🤖 AI Summary
This work addresses the lack of a unified evaluation framework for large language model compression, which has predominantly focused on knowledge-intensive tasks while neglecting critical capabilities such as reasoning, multilingual performance, and instruction following. To bridge this gap, we propose UniComp, a comprehensive benchmark that systematically evaluates three mainstream compression techniques—pruning, quantization, and knowledge distillation—across more than 40 diverse benchmarks along three dimensions: performance, reliability, and efficiency. Our analysis reveals capability shifts induced by compression and introduces task-specific calibration strategies that improve reasoning performance of pruned models by up to 50%. Experimental results demonstrate that quantization achieves the best trade-off between performance and efficiency, whereas distillation offers significant speedup at the cost of higher computational overhead.
📝 Abstract
Model compression is increasingly essential for deploying large language models (LLMs), yet existing evaluations are limited in method coverage and focus primarily on knowledge-centric benchmarks.
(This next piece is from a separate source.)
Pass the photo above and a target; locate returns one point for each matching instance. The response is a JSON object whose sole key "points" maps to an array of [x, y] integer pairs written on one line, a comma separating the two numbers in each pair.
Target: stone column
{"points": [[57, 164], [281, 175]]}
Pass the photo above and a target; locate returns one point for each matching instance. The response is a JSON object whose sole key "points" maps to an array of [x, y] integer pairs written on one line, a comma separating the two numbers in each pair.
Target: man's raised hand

Thus, we introduce UniComp, a unified evaluation framework for comparing pruning, quantization, and knowledge distillation. UniComp evaluates compressed models along three dimensions: performance, reliability, and efficiency, using a diverse set of capability- and safety-oriented benchmarks together with a hardware-aware efficiency analysis. Through extensive evaluation of six compression techniques on modern LLMs across more than 40 datasets, we find that (i) compression exhibits a consistent knowledge bias, where knowledge-intensive tasks are relatively preserved while reasoning, multilingual, and instruction-following capabilities degrade substantially; (ii) quantization provides the best overall trade-off between retained performance and efficiency, whereas distillation yields strong runtime acceleration gains at high computational cost; and (iii) task-specific calibration can significantly improve the reasoning ability of pruned models by up to 50%.